Fans streamed across the Matagarup Bridge, leading to the Nicky Winmar statue, where fans lingered to meet mates. They didn't have the choice of 'Lethal' or 'KB', or Norm Smith or Jim Stynes, whose carvings would have popular meeting spots today. 

But Nicky has quickly become that spot at the four-year old Optus Stadium, and more will follow as the history of the venue grows.

On the concourse, local figures took centre stage. Fremantle coach Justin Longmuir analysed the match on radio as fans gathered to listen to the coach many of them would be hoping gets to experience this day himself soon.

A general view during the 2021 Toyota AFL Grand Final match between Melbourne and the Western Bulldogs. Picture: AFL Photos

Inside the venue, Channel Seven commentator and four-time premiership player Luke Hodge paced nervously. A Norm Smith Medal judge, the two-time winner of the historic medal was desperate for the game to get underway.

The pre-match entertainment, loaded with local WA artists, lifted the atmosphere as the shadows expanded over Optus Stadium and fans took their seats.
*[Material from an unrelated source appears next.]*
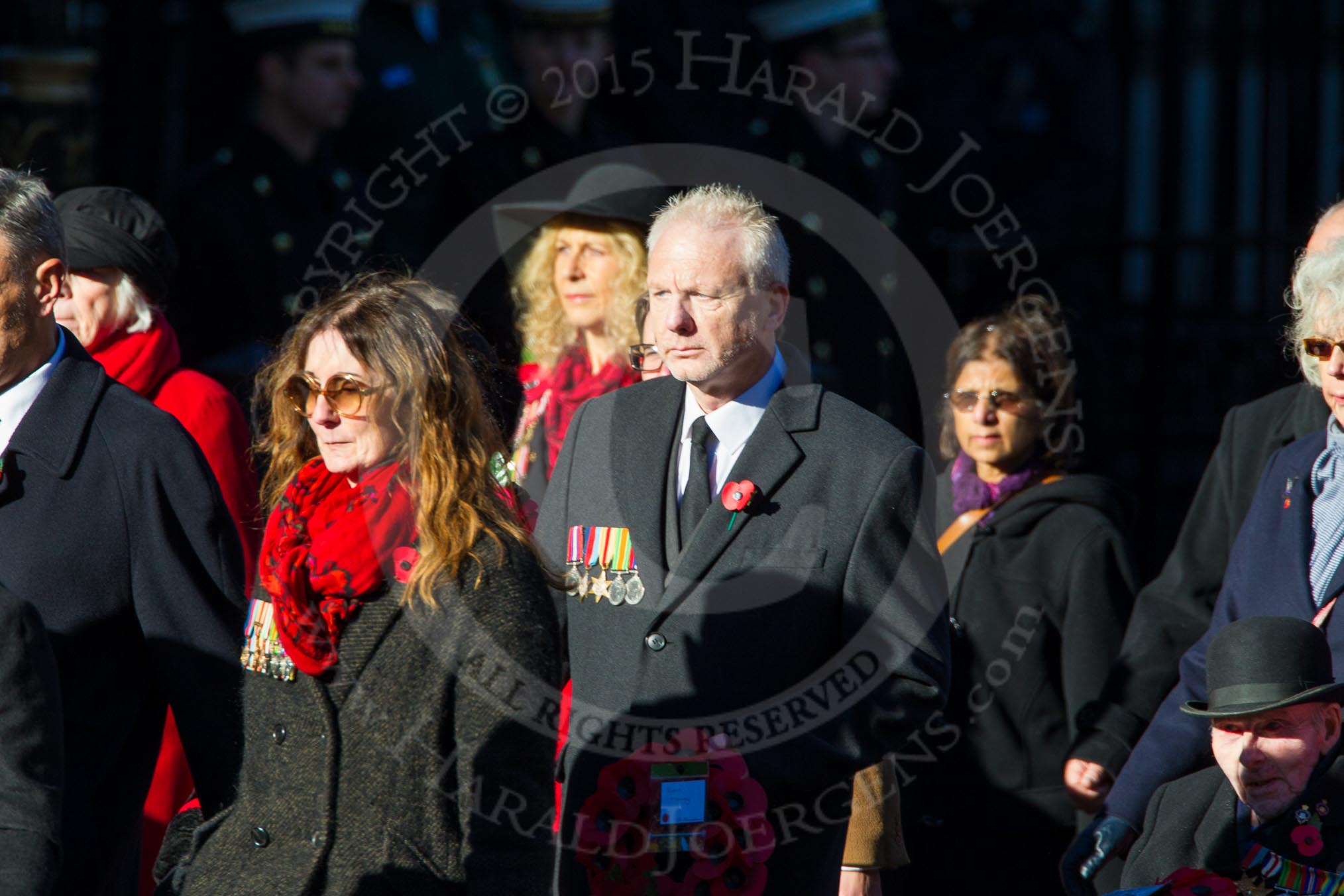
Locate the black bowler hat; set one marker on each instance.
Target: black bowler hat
(609, 191)
(1266, 663)
(113, 227)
And then we were away. It was a ferocious contest early and both sides had runs through the first half that would have given them some confidence.  

The lights kicked in as the sun set over Perth in the second quarter, and the venue went dark for a half-time entertainment show that put all of Optus Stadium's capabilities and acoustics on display.

It was an event that had you wondering how so much could be achieved in the 25 short days since Perth was announced as the official Grand Final venue.   

Birds of Tokyo closed their set alongside the West Australian Symphony Orchestra with their track 'Unbreakable'.

Birds of Tokyo and WASO perform in the Telstra Half-Time Show during the 2021 Toyota AFL Grand Final match between Melbourne and the Western Bulldogs. Picture: AFL Photos

The song was "dedicated to the frontline workers who are keeping us safe and alive", also giving a nod to those doing it tough.

Having ended another testing season in thrilling style, it was a song that also described the game, which again proved itself unbreakable in 2021.